Princeton University
COS 217: Introduction to Programming Systems

Assignment 7: A Spam Filter

Purpose

The purpose of this assignment is to help you learn about spam filters and naive Bayesian learning. It also will give you more experience with advanced C programming, especially creating and using ADTs. Finally, it will give you more experience with the xemacs, gdb, and make tools.

Background

A spam filter is a computer program that classifies e-mail messages as either spam (unwanted) or ham (wanted).

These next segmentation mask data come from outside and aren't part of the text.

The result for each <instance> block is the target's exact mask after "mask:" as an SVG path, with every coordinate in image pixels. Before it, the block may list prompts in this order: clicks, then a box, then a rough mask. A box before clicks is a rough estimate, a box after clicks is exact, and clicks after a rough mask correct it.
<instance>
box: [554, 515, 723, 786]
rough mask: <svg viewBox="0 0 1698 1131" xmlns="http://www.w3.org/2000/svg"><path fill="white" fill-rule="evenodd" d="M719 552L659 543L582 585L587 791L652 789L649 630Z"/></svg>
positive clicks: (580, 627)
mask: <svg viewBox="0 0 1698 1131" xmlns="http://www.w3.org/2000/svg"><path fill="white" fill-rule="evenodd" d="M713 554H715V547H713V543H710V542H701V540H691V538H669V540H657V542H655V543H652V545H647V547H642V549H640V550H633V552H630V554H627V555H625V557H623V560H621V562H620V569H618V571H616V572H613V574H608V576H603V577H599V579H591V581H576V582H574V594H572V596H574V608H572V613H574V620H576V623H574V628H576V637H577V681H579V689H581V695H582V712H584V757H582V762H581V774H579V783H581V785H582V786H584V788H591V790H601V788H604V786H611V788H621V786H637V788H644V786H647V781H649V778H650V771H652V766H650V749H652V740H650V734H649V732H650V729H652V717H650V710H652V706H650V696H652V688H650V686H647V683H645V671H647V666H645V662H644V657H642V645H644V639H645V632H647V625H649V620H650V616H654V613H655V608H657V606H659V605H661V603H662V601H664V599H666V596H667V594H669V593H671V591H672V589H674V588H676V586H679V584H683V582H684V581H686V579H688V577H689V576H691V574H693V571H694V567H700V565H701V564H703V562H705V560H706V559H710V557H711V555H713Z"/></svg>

Many spam filters work in this way...

The spam filter maintains a set of features. A feature is a characteristic of messages that the spam filter can use to distinguish ham from spam. A feature could be simply the presence of a word in the message, for example, "the message contains the word 'lottery'" or "the message contains the word 'winner'". A feature could be much more complex/powerful, for example, "the subject line is all capitals" or "the message body mentions many Internet domains".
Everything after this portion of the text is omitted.